TUM Moodle Downloader

A python-built web crawler to automate file downloads off of https://www.moodle.tum.de/

Prerequisites

  • Python (>= 3.9) including pip installed and available via the command line.

Setup

  • Clone or download this repository to your local file system.
  • Install all Python requirements specified in requirements.txt by running
    $ pip install -r requirements.txt
    from the projects directory.
    Note: use pip3, if pip is linked to python 2.x and same for python/3

Quick Start

  • $ python -m tum_moodle_downloader.main download
    to download resources from Moodle based on your configuration in course_config.json (see the section below for more information on the configuration)

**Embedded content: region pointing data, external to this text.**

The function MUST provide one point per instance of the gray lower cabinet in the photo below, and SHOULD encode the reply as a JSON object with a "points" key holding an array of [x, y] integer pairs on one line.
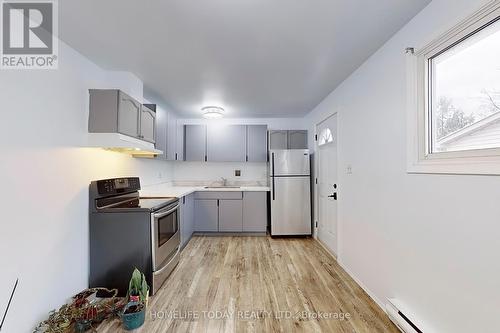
{"points": [[230, 212], [230, 215], [206, 215], [278, 139], [187, 218], [226, 143], [297, 139], [171, 136], [195, 142], [254, 212], [257, 143]]}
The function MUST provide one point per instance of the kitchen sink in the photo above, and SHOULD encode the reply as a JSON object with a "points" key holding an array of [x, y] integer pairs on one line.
{"points": [[221, 186]]}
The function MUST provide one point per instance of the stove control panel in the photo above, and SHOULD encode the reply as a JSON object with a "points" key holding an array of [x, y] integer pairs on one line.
{"points": [[118, 185]]}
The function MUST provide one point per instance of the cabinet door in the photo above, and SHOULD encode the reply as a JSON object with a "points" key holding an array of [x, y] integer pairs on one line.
{"points": [[184, 221], [297, 139], [190, 208], [196, 136], [171, 136], [148, 124], [256, 143], [129, 111], [161, 132], [254, 211], [226, 143], [179, 149], [230, 215], [278, 139], [206, 215]]}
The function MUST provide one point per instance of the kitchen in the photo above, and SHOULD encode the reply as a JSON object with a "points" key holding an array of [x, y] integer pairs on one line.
{"points": [[260, 177]]}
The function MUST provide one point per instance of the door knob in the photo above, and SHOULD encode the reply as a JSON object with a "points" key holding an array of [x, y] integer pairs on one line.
{"points": [[334, 196]]}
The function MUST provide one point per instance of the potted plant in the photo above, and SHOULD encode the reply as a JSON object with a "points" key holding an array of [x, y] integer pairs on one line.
{"points": [[134, 312]]}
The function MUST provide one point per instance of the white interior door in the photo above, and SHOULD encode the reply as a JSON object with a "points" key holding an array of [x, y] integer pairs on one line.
{"points": [[327, 182]]}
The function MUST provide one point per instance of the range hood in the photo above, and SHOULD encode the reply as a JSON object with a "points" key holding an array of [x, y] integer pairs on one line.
{"points": [[122, 143]]}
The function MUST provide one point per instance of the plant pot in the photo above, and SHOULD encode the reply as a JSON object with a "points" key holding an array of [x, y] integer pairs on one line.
{"points": [[133, 320]]}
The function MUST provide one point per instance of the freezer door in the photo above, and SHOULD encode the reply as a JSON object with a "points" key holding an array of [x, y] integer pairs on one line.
{"points": [[291, 162], [290, 206]]}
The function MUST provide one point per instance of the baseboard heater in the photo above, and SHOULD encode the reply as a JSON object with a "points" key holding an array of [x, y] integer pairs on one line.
{"points": [[401, 318]]}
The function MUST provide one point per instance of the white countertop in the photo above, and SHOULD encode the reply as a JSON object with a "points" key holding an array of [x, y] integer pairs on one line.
{"points": [[168, 190]]}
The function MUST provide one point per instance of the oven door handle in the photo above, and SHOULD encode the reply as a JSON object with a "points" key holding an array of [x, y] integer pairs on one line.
{"points": [[162, 214]]}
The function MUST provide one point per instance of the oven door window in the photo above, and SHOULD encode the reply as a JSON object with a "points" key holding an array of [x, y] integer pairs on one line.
{"points": [[167, 227]]}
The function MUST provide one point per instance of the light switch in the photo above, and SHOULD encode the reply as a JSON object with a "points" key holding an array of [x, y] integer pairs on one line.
{"points": [[349, 169]]}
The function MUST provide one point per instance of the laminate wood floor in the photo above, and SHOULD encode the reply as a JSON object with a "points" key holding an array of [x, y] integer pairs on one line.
{"points": [[259, 284]]}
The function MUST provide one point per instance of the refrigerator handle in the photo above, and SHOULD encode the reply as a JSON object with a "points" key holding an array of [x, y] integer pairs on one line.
{"points": [[273, 185]]}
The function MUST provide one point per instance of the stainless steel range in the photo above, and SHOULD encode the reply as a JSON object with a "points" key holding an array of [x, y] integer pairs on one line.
{"points": [[129, 231]]}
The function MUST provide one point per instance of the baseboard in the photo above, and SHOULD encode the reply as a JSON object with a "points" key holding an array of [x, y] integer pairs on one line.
{"points": [[362, 285], [326, 248], [232, 234]]}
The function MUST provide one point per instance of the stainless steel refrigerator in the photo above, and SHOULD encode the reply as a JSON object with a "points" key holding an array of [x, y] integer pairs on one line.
{"points": [[290, 181]]}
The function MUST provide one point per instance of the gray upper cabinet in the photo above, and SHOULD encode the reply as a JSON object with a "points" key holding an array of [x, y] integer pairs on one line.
{"points": [[148, 124], [161, 130], [297, 139], [288, 139], [226, 143], [206, 215], [278, 139], [230, 215], [257, 143], [195, 142], [113, 111], [254, 211], [179, 143], [128, 115], [171, 136]]}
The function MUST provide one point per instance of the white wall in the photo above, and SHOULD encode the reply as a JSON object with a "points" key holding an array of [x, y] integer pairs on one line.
{"points": [[44, 173], [431, 241]]}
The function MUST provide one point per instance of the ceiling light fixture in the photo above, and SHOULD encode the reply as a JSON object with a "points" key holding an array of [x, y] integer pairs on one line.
{"points": [[212, 112]]}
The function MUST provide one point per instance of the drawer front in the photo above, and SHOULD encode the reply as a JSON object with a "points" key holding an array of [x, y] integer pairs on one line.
{"points": [[229, 195]]}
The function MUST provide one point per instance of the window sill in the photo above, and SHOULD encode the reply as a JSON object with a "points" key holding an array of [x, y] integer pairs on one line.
{"points": [[456, 166]]}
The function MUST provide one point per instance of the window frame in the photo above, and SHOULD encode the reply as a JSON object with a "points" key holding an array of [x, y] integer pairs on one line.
{"points": [[420, 157]]}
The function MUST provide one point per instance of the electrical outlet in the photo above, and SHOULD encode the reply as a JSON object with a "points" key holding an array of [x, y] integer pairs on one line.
{"points": [[349, 169]]}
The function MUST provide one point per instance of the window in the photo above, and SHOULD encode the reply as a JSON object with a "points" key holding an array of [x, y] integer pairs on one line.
{"points": [[464, 92], [454, 99]]}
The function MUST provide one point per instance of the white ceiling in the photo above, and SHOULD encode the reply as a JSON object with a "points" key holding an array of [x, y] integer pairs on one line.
{"points": [[255, 58]]}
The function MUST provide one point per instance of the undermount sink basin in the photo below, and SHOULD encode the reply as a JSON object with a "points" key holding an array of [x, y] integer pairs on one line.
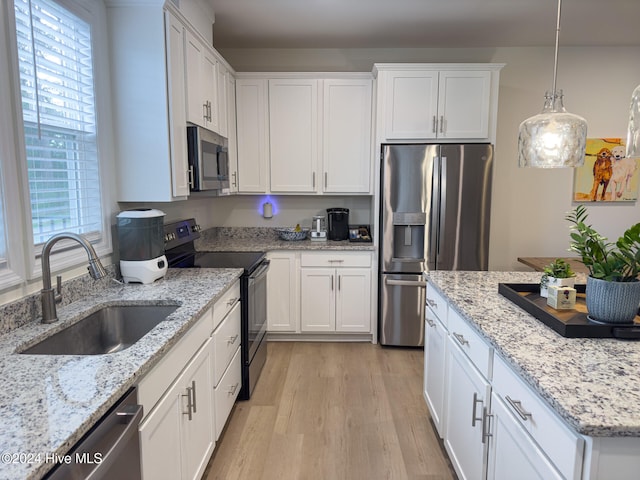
{"points": [[108, 330]]}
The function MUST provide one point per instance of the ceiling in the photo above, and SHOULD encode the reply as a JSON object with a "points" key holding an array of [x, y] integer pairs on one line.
{"points": [[422, 23]]}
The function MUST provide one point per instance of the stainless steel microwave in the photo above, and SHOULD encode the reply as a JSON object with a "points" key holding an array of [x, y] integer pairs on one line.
{"points": [[208, 161]]}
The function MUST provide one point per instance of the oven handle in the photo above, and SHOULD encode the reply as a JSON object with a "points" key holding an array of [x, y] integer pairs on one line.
{"points": [[262, 270]]}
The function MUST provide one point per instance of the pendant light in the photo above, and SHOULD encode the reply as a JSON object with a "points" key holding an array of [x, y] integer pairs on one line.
{"points": [[554, 138], [633, 137]]}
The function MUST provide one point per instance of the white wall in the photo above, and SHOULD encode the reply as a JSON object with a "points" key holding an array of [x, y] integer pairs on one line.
{"points": [[528, 205]]}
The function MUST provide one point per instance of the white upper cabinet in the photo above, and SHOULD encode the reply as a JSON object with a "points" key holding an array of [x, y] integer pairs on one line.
{"points": [[346, 140], [252, 134], [148, 103], [437, 101], [202, 84], [293, 135], [316, 131]]}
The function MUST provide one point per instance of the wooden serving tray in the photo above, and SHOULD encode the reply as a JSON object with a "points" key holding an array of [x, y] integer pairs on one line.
{"points": [[568, 323]]}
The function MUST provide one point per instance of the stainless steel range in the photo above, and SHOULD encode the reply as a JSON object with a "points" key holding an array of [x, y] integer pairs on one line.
{"points": [[181, 253]]}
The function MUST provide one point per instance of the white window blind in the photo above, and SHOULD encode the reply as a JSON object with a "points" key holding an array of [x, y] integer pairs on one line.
{"points": [[58, 105]]}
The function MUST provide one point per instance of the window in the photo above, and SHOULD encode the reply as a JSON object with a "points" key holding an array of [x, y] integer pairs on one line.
{"points": [[59, 116]]}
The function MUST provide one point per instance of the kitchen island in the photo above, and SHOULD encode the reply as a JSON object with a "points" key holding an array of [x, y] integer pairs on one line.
{"points": [[48, 402], [592, 385]]}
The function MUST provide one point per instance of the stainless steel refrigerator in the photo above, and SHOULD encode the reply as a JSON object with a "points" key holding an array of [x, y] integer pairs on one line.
{"points": [[434, 215]]}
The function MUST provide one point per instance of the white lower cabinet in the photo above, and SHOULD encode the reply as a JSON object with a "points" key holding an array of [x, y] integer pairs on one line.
{"points": [[335, 292], [468, 394], [177, 438], [513, 453]]}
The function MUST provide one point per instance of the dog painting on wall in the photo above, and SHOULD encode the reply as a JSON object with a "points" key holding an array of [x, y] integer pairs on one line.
{"points": [[607, 174]]}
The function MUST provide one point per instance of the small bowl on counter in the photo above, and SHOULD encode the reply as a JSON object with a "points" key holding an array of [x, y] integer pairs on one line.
{"points": [[290, 234]]}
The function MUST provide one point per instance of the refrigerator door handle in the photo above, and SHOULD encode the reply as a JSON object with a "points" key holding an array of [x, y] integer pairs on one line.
{"points": [[405, 283]]}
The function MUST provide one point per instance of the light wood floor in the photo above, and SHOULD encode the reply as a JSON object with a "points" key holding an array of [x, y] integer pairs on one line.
{"points": [[332, 411]]}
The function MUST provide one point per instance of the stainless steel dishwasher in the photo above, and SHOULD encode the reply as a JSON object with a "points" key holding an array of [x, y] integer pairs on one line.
{"points": [[110, 450]]}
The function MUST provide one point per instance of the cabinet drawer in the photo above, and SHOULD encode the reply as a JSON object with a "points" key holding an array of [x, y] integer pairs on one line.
{"points": [[226, 339], [558, 442], [471, 343], [437, 304], [225, 303], [338, 259], [226, 392]]}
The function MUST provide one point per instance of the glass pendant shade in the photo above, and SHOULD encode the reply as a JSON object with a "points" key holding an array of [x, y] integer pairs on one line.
{"points": [[633, 137], [554, 138]]}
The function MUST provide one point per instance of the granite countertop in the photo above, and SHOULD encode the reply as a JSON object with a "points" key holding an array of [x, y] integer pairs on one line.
{"points": [[47, 402], [594, 384], [237, 239]]}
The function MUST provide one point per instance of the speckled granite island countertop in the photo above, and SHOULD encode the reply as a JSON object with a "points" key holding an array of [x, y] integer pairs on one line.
{"points": [[47, 402], [251, 239], [594, 384]]}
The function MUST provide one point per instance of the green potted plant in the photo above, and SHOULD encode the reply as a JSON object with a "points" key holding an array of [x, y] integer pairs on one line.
{"points": [[557, 273], [613, 289]]}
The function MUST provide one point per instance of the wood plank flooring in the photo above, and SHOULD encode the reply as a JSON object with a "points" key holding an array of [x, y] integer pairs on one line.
{"points": [[332, 411]]}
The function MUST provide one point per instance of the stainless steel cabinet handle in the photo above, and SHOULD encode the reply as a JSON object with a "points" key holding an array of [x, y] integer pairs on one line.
{"points": [[406, 283], [486, 425], [517, 406], [460, 338], [474, 417], [193, 392], [189, 411]]}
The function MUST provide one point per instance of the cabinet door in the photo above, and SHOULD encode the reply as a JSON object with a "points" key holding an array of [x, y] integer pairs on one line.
{"points": [[463, 104], [411, 104], [353, 300], [435, 345], [253, 146], [346, 148], [197, 431], [231, 130], [468, 397], [512, 451], [160, 454], [318, 294], [177, 108], [282, 293], [293, 135]]}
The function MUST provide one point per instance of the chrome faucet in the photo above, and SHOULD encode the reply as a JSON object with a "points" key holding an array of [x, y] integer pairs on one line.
{"points": [[48, 295]]}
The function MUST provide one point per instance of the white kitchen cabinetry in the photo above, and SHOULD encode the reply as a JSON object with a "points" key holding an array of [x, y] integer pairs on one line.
{"points": [[435, 358], [293, 135], [335, 292], [252, 118], [346, 139], [437, 101], [182, 418], [202, 84], [149, 102], [307, 135], [282, 292]]}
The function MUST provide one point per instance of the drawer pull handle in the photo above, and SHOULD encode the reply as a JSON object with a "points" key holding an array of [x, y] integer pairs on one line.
{"points": [[517, 406], [232, 390], [460, 338], [474, 417]]}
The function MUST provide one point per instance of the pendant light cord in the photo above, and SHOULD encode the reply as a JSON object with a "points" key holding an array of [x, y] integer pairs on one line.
{"points": [[555, 60]]}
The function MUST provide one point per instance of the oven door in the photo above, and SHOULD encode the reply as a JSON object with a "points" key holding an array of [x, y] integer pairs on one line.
{"points": [[257, 311]]}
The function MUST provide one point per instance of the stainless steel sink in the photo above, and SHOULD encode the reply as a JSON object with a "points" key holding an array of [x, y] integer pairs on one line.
{"points": [[108, 330]]}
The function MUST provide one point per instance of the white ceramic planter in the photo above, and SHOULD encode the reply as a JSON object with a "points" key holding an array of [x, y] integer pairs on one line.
{"points": [[553, 281]]}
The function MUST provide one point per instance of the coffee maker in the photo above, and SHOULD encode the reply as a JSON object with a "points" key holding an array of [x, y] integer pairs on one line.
{"points": [[141, 243], [338, 219]]}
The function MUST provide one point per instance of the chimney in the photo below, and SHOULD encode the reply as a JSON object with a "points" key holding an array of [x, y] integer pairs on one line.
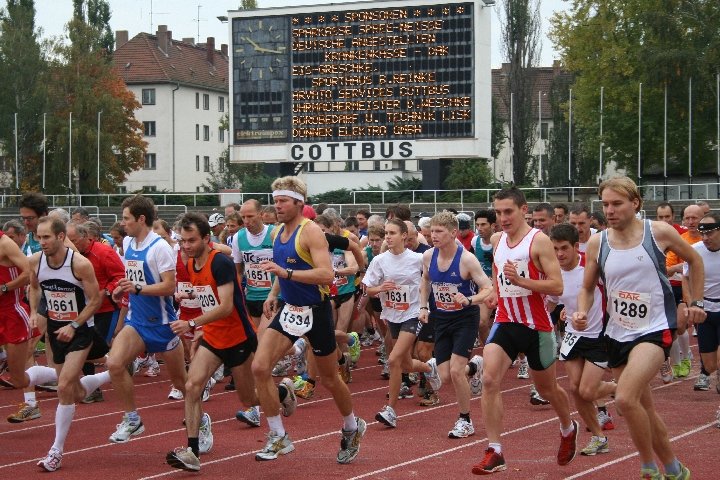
{"points": [[162, 38], [121, 38], [211, 50]]}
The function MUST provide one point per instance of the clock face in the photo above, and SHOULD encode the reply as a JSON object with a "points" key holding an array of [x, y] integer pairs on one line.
{"points": [[261, 48]]}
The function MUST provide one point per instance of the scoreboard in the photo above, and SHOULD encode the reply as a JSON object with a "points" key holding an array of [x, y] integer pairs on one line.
{"points": [[360, 81]]}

  • $ python -m tum_moodle_downloader.main download --course COURSE
    to download resources from the specified Moodle course based on your configuration in course_config.json

  • $ python -m tum_moodle_downloader.main download --course COURSE --file_pattern FILE_PATTERN --destination DESTINATION
    to download resources which match the file_pattern from course to a destination path

  • $ python -m tum_moodle_downloader.main list [course] to list available resources of the specified course or, if no course is specified, list available courses for your Moodle account

  • $ python -m tum_moodle_downloader.main -h
    for general help on how to use the program

  • $ python -m tum_moodle_downloader.main list -h
    for help concerning the list command

  • $ python -m tum_moodle_downloader.main download -h
    for help concerning the download command

  • Note:

    • Upon running one of the commands you will be prompted to enter your Moodle credentials. The username will be stored in a credentials.json in the src directory. You may also manually add your password to the credentials.json, if you don't want to type it every time you run the script. This is discouraged though as your password will be stored in plain text!
    • Use python or py instead of python3 on Windows.

Configuration

You can configure from which courses which files should be downloaded and where they should be stored by editing the file course_config.json in the src directory. Additionally, you can specify what should happen, if the file which is to be downloaded already exists at the specified destination path. The download configuration is specified in download_config.json, which is located in the same src directory.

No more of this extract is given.